Volume 27 - Article 17 | Pages 455–486  

The intermediate effect of geographic proximity on intergenerational support: A comparison of France and Bulgaria

By Leen Heylen, Dimitri Mortelmans, Maarten Hermans, Kim Boudiny

This article is part of the Special Collection 11 "Intergenerational family ties in Europe: Multiple linkages between individuals, families and social contexts"

Abstract

Background: The geographic proximity of parents and adult children is a key element of intergenerational solidarity. Many studies have identified geographical distance as an important determinant of intergenerational support: living nearby increases the amount of mutual support provided. It can, however, also be regarded as a dimension of intergenerational solidarity: the current degree of proximity is the result of past migration decisions made by both generations, in which present and future care demands potentially played a key role.

Objective: We take this endogenous nature of geographical distance into account by examining the indirect effect of the determinants of the actual level of support through geographical distance. Both upward support (personal care provided to mother) and downward support (help with childcare received from mother) are considered.
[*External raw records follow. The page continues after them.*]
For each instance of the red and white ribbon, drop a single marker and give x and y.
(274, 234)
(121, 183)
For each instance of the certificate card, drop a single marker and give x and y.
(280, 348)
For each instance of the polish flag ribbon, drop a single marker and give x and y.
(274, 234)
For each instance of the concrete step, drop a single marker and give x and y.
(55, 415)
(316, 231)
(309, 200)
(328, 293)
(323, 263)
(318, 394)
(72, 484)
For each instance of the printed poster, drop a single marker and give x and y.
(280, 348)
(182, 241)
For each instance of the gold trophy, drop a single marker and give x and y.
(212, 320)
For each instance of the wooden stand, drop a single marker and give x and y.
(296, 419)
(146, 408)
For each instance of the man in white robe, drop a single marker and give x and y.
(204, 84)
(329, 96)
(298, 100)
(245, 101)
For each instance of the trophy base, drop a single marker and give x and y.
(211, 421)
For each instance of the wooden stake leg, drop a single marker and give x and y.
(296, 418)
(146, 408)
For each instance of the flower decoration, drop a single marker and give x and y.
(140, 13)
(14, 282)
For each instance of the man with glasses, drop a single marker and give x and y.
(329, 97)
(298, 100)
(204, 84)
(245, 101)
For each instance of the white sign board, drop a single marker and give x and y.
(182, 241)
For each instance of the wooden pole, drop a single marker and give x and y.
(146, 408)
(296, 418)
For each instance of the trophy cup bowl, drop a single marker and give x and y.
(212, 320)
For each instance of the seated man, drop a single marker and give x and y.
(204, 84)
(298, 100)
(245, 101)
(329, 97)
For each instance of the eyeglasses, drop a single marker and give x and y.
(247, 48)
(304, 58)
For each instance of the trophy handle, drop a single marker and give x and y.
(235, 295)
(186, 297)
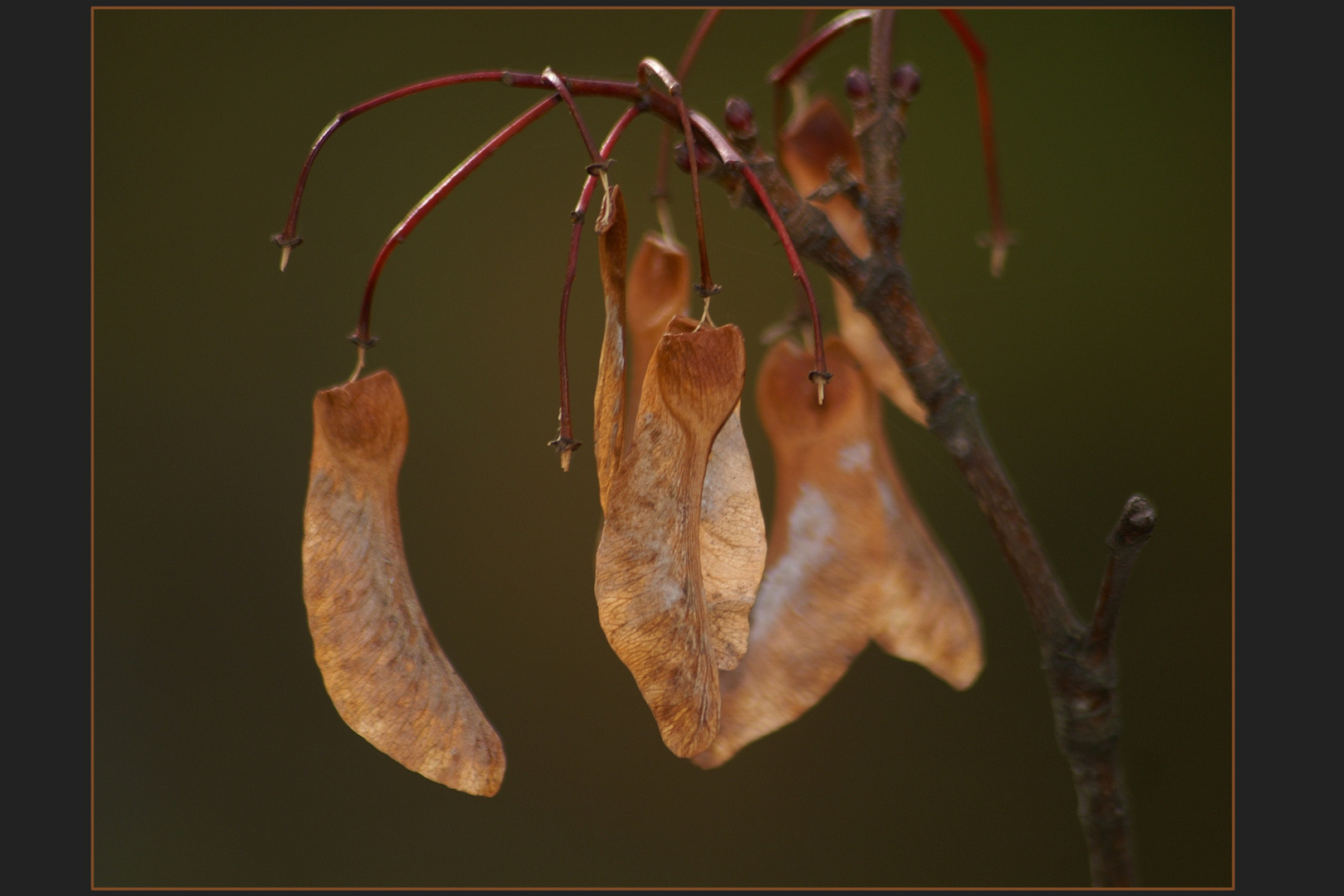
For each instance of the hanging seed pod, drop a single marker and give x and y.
(813, 143)
(683, 538)
(850, 558)
(650, 587)
(609, 402)
(381, 663)
(659, 290)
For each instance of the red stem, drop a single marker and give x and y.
(574, 110)
(796, 264)
(286, 236)
(437, 195)
(788, 71)
(693, 49)
(661, 106)
(986, 121)
(647, 65)
(566, 438)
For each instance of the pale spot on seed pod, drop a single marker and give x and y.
(812, 524)
(855, 458)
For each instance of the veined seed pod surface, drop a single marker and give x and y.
(382, 665)
(850, 558)
(683, 538)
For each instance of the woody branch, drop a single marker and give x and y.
(1079, 660)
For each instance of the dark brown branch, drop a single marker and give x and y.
(1079, 661)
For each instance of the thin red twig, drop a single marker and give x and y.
(558, 82)
(565, 442)
(288, 238)
(693, 49)
(657, 104)
(999, 236)
(802, 54)
(647, 65)
(785, 71)
(436, 197)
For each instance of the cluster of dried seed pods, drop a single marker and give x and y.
(726, 638)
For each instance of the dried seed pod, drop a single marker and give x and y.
(659, 290)
(609, 402)
(812, 143)
(710, 529)
(850, 558)
(650, 586)
(381, 661)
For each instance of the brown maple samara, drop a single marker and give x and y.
(812, 141)
(382, 664)
(850, 558)
(683, 539)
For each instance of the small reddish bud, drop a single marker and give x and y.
(856, 85)
(905, 80)
(739, 119)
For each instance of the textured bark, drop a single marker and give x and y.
(812, 143)
(850, 559)
(381, 661)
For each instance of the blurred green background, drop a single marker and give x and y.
(1103, 360)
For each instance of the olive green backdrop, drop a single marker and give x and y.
(1103, 360)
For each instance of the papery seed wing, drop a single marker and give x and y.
(650, 585)
(839, 564)
(733, 543)
(810, 145)
(659, 288)
(863, 338)
(609, 401)
(381, 661)
(925, 613)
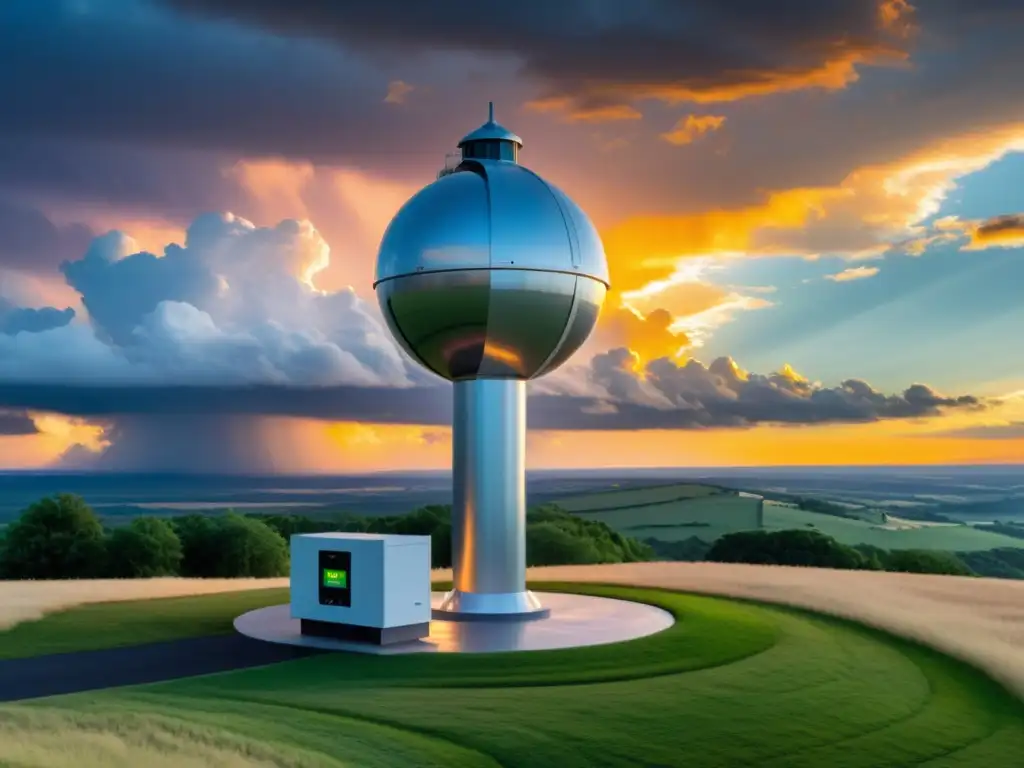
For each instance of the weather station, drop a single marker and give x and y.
(489, 276)
(364, 588)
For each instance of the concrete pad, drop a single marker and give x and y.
(576, 621)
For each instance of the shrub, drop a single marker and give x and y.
(146, 547)
(55, 538)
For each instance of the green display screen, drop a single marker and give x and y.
(336, 579)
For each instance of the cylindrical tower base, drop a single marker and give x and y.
(488, 513)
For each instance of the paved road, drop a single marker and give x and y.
(91, 670)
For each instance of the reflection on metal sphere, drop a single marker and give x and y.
(491, 271)
(489, 276)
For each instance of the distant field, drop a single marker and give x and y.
(951, 538)
(755, 685)
(707, 518)
(681, 511)
(627, 498)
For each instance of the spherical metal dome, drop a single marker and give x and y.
(491, 272)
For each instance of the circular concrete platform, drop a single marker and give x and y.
(576, 621)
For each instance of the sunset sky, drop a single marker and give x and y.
(813, 213)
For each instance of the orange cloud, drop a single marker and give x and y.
(647, 336)
(832, 74)
(998, 231)
(855, 272)
(571, 113)
(692, 127)
(872, 209)
(642, 249)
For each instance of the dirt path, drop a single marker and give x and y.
(24, 601)
(980, 621)
(92, 670)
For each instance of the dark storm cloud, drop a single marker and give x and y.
(688, 397)
(30, 241)
(1012, 223)
(128, 72)
(597, 51)
(15, 424)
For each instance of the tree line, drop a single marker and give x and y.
(62, 538)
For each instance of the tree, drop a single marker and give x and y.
(146, 547)
(55, 538)
(809, 548)
(549, 544)
(246, 547)
(199, 546)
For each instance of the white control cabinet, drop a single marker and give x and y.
(369, 588)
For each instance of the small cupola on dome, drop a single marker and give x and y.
(491, 141)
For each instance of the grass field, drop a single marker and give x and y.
(680, 511)
(952, 538)
(708, 517)
(731, 684)
(630, 498)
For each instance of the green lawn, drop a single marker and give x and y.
(731, 684)
(952, 538)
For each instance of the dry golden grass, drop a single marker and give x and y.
(23, 601)
(979, 621)
(62, 739)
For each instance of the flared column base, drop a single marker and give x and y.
(481, 606)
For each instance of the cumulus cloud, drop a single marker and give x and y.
(15, 320)
(195, 346)
(235, 304)
(691, 395)
(31, 242)
(16, 424)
Methods: Path analyses are performed on data from the Generations and Gender Survey for France and Bulgaria using a general latent-variable modelling framework in multiple-group models.

Results: In addition to strongly affecting the level of support provided and received, geographical distance itself is affected by several individual and family-related variables, which in turn have an indirect effect on the level of intergenerational support. The results suggest that proximity can be used as an adaptive strategy: e.g., working adult children in France receive more help with childcare because of their greater proximity to their mothers. Having a greater care need may have triggered this choice of residence. Similarly, single parents with no partner to rely on tend to live closer to their mothers, and therefore receive more help.

Conclusions: Geographic proximity can be considered a latent form of solidarity that functions as a mediator between background factors and manifest, functional solidarity.